Cadre légal et évolution historique

De la loi Delors à la réforme de 2018

Le financement de la formation professionnelle en France est encadré depuis la loi du 16 juillet 1971, dite loi Delors, qui a instauré l'obligation pour les entreprises d'affecter une fraction de leur masse salariale à la formation de leurs salariés, initialement fixée à 0,8 % puis portée progressivement à 1,2 %. Plusieurs lois ont ensuite restructuré le paysage :

France compétences

France compétences est l'instance nationale de financement et de régulation du système de formation professionnelle et de l'apprentissage, créée par la loi du 5 septembre 2018 et opérationnelle depuis le 1er janvier 2019. Elle a absorbé le Conseil national de l'emploi, de la formation et de l'orientation professionnelles (CNEFOP), le Fonds paritaire de sécurisation des parcours professionnels (FPSPP) et la Commission nationale de la certification professionnelle (CNCP). Ses missions incluent la régulation des niveaux de prise en charge pour l'alternance, la certification des formations inscrites au RNCP, la redistribution des fonds issus de la CUFPA et l'établissement de recommandations sur le coût des formations.

La contribution unique à la formation professionnelle et à l'alternance

Composition et taux

La Contribution unique à la formation professionnelle et à l'alternance (CUFPA) est le principal prélèvement obligatoire finançant la formation professionnelle depuis 2019. Elle regroupe la contribution à la formation professionnelle (CFP) et la Taxe d'apprentissage. À ces deux composantes s'ajoute la contribution au financement du Compte personnel de formation pour les titulaires de contrats à durée déterminée (CPF-CDD).

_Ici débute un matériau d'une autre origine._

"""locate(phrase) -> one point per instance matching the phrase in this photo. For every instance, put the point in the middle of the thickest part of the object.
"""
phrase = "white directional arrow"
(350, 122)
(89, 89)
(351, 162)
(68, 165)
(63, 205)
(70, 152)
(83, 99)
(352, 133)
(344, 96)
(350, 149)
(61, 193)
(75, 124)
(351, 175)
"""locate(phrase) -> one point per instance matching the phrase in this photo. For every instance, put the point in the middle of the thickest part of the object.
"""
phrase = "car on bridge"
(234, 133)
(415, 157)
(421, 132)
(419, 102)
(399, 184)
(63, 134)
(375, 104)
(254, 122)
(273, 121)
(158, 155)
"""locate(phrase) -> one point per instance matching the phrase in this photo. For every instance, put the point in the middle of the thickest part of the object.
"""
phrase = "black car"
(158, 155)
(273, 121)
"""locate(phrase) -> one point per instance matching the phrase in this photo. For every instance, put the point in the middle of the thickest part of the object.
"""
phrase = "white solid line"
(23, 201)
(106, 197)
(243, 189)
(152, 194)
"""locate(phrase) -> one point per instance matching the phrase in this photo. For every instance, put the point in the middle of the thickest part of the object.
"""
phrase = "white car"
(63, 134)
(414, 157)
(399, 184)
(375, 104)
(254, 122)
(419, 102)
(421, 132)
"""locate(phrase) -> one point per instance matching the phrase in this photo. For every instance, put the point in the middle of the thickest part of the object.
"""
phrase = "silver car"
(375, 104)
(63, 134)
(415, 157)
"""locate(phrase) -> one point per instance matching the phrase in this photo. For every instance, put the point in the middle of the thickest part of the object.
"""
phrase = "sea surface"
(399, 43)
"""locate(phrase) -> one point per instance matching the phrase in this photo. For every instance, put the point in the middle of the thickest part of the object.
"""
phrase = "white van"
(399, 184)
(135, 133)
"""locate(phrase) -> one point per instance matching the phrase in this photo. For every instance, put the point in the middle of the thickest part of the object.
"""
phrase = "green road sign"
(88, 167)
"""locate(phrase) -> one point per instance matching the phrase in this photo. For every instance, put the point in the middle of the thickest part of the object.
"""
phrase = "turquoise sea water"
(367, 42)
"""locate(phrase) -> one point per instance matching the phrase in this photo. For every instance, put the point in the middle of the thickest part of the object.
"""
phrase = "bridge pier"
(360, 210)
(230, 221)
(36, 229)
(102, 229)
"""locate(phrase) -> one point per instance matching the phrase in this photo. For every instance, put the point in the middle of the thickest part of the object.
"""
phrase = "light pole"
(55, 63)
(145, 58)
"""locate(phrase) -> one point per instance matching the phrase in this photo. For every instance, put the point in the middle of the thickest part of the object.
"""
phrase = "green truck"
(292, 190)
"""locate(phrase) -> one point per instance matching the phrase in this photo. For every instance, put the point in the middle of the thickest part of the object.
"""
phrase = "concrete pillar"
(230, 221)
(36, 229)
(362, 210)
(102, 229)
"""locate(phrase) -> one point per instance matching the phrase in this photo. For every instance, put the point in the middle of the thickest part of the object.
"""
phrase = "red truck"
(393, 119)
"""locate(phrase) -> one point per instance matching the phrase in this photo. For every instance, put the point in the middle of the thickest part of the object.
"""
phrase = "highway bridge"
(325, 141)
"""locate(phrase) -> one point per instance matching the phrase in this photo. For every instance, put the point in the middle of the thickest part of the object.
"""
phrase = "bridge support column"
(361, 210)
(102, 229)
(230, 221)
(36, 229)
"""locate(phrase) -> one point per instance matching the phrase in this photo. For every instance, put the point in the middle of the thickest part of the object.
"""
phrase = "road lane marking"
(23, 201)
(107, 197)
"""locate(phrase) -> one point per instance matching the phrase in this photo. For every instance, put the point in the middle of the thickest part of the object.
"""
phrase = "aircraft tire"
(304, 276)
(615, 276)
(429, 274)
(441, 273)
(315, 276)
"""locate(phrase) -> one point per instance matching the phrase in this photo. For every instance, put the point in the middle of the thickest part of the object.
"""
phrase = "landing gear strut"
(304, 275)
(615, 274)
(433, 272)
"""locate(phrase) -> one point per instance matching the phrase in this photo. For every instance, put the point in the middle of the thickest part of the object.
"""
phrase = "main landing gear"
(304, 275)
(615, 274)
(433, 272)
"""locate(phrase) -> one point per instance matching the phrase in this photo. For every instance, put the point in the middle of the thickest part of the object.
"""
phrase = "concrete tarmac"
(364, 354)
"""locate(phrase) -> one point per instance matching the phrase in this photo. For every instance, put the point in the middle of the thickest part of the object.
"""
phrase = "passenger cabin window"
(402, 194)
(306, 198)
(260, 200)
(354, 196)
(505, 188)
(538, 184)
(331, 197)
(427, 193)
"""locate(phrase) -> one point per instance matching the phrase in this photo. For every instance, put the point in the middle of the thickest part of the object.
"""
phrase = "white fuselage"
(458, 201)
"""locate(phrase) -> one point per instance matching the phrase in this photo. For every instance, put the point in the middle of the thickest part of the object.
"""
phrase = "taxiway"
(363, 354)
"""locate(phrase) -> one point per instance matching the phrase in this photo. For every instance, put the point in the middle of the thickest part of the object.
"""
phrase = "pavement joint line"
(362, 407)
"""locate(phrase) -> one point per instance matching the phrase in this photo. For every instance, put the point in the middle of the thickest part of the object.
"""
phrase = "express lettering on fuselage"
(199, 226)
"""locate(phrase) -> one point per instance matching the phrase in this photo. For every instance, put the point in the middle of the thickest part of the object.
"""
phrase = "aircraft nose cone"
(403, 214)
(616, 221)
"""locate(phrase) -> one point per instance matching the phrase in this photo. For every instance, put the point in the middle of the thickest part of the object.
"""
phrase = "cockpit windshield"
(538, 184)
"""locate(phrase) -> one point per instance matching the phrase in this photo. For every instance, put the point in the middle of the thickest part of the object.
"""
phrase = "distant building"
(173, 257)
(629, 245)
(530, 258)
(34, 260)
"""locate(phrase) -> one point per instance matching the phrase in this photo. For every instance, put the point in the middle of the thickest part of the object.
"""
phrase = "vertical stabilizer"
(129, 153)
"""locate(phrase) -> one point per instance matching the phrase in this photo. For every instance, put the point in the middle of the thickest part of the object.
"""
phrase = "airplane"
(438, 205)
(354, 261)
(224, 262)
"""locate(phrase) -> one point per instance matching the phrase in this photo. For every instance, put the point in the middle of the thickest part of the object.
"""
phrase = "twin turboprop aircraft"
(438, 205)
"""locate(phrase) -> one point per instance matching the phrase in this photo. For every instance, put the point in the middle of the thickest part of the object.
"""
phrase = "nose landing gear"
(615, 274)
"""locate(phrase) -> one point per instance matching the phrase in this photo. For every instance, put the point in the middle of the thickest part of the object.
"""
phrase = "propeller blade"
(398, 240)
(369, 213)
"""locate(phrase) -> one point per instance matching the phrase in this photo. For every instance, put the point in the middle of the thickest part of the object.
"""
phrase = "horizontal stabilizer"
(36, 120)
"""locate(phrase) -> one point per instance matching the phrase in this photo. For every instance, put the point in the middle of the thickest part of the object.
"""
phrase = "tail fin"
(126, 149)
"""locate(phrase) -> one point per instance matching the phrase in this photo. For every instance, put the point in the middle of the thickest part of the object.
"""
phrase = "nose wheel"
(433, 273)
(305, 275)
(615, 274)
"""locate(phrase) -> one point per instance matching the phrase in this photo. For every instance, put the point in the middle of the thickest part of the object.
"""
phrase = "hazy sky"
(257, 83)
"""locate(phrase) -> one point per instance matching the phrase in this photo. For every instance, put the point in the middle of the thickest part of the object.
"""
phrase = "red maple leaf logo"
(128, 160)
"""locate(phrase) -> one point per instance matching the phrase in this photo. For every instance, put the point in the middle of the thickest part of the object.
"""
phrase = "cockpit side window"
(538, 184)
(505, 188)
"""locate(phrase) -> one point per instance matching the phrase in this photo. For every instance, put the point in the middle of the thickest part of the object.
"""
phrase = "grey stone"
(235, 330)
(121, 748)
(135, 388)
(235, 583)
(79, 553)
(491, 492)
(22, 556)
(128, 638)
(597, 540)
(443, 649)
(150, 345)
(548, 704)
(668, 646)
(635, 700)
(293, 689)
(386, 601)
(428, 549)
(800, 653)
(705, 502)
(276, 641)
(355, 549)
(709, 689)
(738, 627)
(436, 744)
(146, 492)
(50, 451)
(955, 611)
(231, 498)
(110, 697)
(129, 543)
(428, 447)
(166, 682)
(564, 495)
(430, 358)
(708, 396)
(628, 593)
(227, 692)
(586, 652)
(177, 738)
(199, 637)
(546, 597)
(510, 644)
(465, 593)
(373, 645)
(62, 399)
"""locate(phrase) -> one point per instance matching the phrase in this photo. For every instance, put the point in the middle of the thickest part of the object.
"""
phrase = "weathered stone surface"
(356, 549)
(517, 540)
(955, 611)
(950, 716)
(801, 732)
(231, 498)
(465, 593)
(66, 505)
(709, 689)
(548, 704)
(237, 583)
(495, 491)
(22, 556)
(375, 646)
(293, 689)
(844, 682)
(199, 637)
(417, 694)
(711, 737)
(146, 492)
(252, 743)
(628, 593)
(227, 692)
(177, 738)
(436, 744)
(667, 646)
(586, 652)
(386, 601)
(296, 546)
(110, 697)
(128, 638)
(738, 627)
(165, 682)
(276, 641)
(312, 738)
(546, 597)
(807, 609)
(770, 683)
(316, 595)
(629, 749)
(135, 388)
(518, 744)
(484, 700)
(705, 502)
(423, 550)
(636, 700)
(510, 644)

Les taux applicables varient selon l'effectif de l'entreprise :

Taux de la CUFPA par tranche d'effectif (2024)
Effectif Contribution à la formation professionnelle Taxe d'apprentissage Taux global indicatif
Moins de 11 salariés 0,55 % 0,59 % 1,14 %
11 à 49 salariés 1,00 % 0,59 % 1,59 %
50 salariés et plus 1,00 % 0,68 % 1,68 %

La Taxe d'apprentissage se décompose entre un quota (87 % de son montant) finançant directement l'apprentissage et un hors-quota (13 %) que les entreprises peuvent flécher vers des établissements d'enseignement technique et professionnel habilités.

Collecte et répartition

Depuis le 1er janvier 2022, la collecte de la CUFPA est assurée par les URSSAF et la Mutualité sociale agricole (MSA) pour le secteur agricole, puis reversée aux OPCO et à la Caisse des dépôts et consignations (pour la part CPF). France compétences redistribue ensuite les fonds selon des règles fixées par décret, en faveur des OPCO, des régions, de France Travail et de Transition Pro. Avant 2022, cette collecte était directement assurée par les OPCO eux-mêmes.

Le Compte personnel de formation

Droits et alimentation

Le Compte personnel de formation (CPF) est un droit individuel ouvert à tout actif dès l'âge de 16 ans (15 ans pour les apprentis sous Contrat d'apprentissage). Depuis la monétisation opérée par la loi du 5 septembre 2018, les droits sont exprimés en euros : 500 € par an pour une activité à temps plein ou à mi-temps au moins, dans la limite d'un plafond de 5 000 €. Les actifs n'ayant pas atteint un niveau de qualification de niveau 4 (baccalauréat) bénéficient d'une alimentation majorée de 800 € par an, plafonnée à 8 000 €.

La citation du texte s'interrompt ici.